Efficient optimization of objective with cos and sin terms

Given the following objective:

J(t) = ||z_1 \cos(t) + z_2 \sin(t) - d||_2^2

with t \in [0,2\pi] and z_1,z_2,d \in \mathbb{R}^n. How would you minimize this objective efficiently? I am trying to derive an analytical solution, but am still not sure if it is possible.

If anyone has suggestions, please feel free to share. It is easy to use Optim.jl or any black-box optimization package to solve the problem, but I wonder if we can do better.

I don’t think the task has a nice, analytical solution. Here’s a sketch:

First, let’s substitute t = \arccos(u), where u \in [-1, 1]. Then,

\begin{align}J(t) = \tilde{J}(u) &= \lVert \mathbf{z}_1 \cos(\arccos(u)) + \mathbf{z}_2 \sin(\arccos(u)) - \mathbf{d} \rVert_2^2 \\ &=\lVert \mathbf{z}_1 u + \mathbf{z}_2 \sqrt{1 - u^2} - \mathbf{d} \rVert_2^2 \end{align}.

The norm expands to

\begin{align} \tilde{J}(u) &= \lVert \mathbf{z}_1 u\rVert^2_2 + 2 (u \sqrt{1-u^2}\mathbf{z}_1^{\top} \mathbf{z}_2 - u \mathbf{z}_1^\top \mathbf{d} - \sqrt{1-u^2}\mathbf{z}_2^\top \mathbf{d}) + \lVert \mathbf{z}_2\sqrt{1-u^2} \rVert_2^2 + \lVert \mathbf{d} \rVert_2^2 \\ &= u^2 (\lVert \mathbf{z}_1\rVert^2_2 - \lVert \mathbf{z}_2\rVert^2_2) + 2u \sqrt{1-u^2}(\mathbf{z}_1^{\top} \mathbf{z}_2) - 2u (\mathbf{z}_1^\top \mathbf{d}) - 2\sqrt{1-u^2}(\mathbf{z}_2^\top \mathbf{d}) + \text{const.} \end{align}

Denoting

\begin{align} \alpha &= \lVert \mathbf{z}_1\rVert^2_2 - \lVert \mathbf{z}_2\rVert^2_2, \\ \beta &= \mathbf{z}_1^{\top} \mathbf{z}_2, \\ \gamma &= \mathbf{z}_1^\top \mathbf{d}, \\ \delta &= \mathbf{z}_2^\top \mathbf{d}, \end{align}

we minimize

\tilde{J}(u) = \alpha u^2 + 2\beta u\sqrt{1-u^2} - 2\gamma u - 2 \delta \sqrt{1-u^2} + \text{const.}

The function is not convex in general; it can have up to three extrema, two of which are local minima and one a local maximum, I think. You might derive an analytical solution by finding the roots of the first derivative, but the solution is likely going to be ugly. So you would probably go for a numerical solution anyway. I think that, e.g., Newton’s method would converge fast enough (with initialization like u_0 = \pm 1).

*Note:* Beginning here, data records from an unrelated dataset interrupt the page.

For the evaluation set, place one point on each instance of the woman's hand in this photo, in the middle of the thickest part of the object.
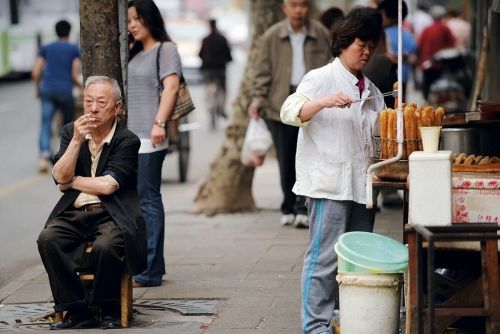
(338, 99)
(158, 135)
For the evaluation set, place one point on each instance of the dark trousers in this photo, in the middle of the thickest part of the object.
(61, 246)
(285, 142)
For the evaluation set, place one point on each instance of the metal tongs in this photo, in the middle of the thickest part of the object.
(394, 93)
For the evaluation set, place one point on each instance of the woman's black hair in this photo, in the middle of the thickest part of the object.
(151, 18)
(363, 23)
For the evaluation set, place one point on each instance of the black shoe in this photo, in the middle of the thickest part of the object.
(391, 199)
(110, 322)
(76, 320)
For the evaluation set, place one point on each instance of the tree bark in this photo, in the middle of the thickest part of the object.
(228, 187)
(100, 39)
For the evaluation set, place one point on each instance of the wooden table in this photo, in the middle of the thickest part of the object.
(378, 184)
(487, 286)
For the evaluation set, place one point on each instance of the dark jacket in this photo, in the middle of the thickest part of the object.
(215, 52)
(120, 160)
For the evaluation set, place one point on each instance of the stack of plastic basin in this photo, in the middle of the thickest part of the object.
(364, 252)
(370, 280)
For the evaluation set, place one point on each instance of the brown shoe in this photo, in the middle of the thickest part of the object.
(136, 284)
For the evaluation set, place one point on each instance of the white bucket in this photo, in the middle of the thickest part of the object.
(369, 303)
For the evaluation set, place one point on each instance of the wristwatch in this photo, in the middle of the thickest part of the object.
(160, 124)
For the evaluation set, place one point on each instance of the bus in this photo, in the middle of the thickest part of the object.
(27, 24)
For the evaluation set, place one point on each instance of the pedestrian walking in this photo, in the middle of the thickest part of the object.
(56, 71)
(149, 108)
(331, 15)
(334, 150)
(215, 53)
(389, 11)
(96, 169)
(286, 51)
(434, 38)
(460, 28)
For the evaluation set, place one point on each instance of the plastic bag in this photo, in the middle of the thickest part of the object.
(256, 144)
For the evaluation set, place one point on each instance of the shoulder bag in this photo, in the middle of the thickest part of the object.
(183, 104)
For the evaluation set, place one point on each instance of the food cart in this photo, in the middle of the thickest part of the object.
(469, 238)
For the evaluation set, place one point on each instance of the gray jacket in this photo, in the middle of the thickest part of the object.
(271, 81)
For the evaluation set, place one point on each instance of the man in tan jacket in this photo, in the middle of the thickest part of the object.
(287, 51)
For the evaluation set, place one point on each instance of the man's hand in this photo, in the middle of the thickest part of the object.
(253, 111)
(65, 186)
(158, 135)
(83, 126)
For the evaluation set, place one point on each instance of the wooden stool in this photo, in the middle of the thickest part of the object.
(125, 293)
(482, 294)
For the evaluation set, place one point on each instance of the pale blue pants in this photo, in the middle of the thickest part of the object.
(328, 219)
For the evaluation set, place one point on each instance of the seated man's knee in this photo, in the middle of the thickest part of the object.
(47, 237)
(109, 243)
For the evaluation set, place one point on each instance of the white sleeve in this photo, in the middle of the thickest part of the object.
(291, 109)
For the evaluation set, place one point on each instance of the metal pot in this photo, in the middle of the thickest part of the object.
(478, 141)
(460, 140)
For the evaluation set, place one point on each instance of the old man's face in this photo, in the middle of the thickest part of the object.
(99, 102)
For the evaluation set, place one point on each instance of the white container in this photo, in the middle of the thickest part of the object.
(369, 303)
(430, 188)
(430, 138)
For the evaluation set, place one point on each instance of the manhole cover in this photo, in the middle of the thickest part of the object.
(161, 313)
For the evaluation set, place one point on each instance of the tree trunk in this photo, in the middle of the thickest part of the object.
(100, 39)
(228, 187)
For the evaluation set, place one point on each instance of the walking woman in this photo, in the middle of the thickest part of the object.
(148, 111)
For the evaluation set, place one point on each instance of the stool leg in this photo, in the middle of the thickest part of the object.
(489, 252)
(126, 299)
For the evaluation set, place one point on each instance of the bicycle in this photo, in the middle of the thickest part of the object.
(215, 95)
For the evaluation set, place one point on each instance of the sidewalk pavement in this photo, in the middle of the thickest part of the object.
(248, 264)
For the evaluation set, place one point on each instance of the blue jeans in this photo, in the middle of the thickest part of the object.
(328, 219)
(50, 103)
(148, 183)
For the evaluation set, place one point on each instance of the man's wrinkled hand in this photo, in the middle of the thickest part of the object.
(83, 126)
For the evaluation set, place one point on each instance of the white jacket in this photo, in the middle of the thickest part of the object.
(334, 148)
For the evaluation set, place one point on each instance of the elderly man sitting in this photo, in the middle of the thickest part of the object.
(96, 169)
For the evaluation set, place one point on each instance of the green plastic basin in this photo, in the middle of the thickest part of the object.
(371, 252)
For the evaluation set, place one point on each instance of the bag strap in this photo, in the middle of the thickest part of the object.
(160, 83)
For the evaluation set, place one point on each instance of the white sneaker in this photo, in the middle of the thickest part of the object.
(300, 221)
(287, 219)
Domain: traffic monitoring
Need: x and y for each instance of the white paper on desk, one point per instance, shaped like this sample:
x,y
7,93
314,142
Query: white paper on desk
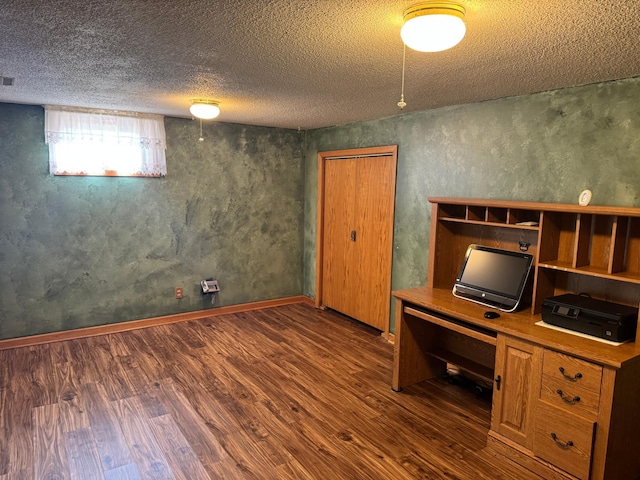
x,y
579,334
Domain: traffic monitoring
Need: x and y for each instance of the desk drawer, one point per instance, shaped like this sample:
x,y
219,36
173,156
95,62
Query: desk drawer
x,y
570,397
577,380
563,439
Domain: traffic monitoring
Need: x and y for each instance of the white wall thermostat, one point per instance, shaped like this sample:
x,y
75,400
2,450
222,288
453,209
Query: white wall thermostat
x,y
584,198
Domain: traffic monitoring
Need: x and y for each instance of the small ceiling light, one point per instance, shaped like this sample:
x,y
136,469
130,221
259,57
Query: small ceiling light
x,y
204,109
433,26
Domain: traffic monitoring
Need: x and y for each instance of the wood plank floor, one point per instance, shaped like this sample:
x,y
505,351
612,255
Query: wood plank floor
x,y
282,393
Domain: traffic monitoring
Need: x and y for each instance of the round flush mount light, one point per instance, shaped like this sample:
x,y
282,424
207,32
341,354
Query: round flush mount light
x,y
204,109
433,26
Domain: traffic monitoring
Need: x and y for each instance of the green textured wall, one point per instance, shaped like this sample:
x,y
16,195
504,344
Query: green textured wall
x,y
84,251
542,147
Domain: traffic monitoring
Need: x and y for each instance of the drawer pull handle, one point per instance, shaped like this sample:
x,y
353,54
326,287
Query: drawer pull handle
x,y
567,398
569,377
560,443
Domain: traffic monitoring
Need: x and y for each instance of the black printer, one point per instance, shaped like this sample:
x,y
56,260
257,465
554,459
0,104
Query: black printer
x,y
601,319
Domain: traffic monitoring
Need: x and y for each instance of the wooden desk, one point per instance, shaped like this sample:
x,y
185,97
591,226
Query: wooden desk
x,y
596,436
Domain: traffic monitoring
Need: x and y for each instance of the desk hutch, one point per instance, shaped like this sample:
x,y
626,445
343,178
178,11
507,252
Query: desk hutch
x,y
564,406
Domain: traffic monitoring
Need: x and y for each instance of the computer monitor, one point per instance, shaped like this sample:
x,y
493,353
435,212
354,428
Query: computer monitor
x,y
493,277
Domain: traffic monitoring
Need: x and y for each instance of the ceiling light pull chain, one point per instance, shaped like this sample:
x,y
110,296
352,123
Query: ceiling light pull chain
x,y
402,103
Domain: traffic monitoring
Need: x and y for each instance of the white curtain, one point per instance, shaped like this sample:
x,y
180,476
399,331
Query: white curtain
x,y
98,142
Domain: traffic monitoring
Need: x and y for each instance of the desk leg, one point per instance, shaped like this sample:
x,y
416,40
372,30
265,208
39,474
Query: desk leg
x,y
411,360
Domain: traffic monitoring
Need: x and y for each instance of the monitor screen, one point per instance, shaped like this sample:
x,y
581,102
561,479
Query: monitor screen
x,y
493,277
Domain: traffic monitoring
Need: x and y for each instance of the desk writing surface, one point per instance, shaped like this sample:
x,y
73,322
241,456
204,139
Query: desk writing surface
x,y
521,325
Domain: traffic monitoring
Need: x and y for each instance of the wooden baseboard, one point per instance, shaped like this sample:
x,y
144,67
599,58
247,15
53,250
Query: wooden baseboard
x,y
148,322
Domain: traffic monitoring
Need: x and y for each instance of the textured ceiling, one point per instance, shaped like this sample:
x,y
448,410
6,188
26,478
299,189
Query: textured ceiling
x,y
298,63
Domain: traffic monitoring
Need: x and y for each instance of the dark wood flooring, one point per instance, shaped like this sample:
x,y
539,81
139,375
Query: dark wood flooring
x,y
282,393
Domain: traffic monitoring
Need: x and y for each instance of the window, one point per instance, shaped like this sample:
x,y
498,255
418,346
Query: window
x,y
98,142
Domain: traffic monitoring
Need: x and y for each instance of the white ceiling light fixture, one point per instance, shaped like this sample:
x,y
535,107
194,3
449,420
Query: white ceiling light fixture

Maybe this specific (more informed) approach is better than a general method from Optim.jl in some aspects, but I have no idea really.

3 Likes

Black box might have the problem, that it is defined on the Circle and hence intrinsically non-convex, you could also use a gradient descent or newton method on the circle though.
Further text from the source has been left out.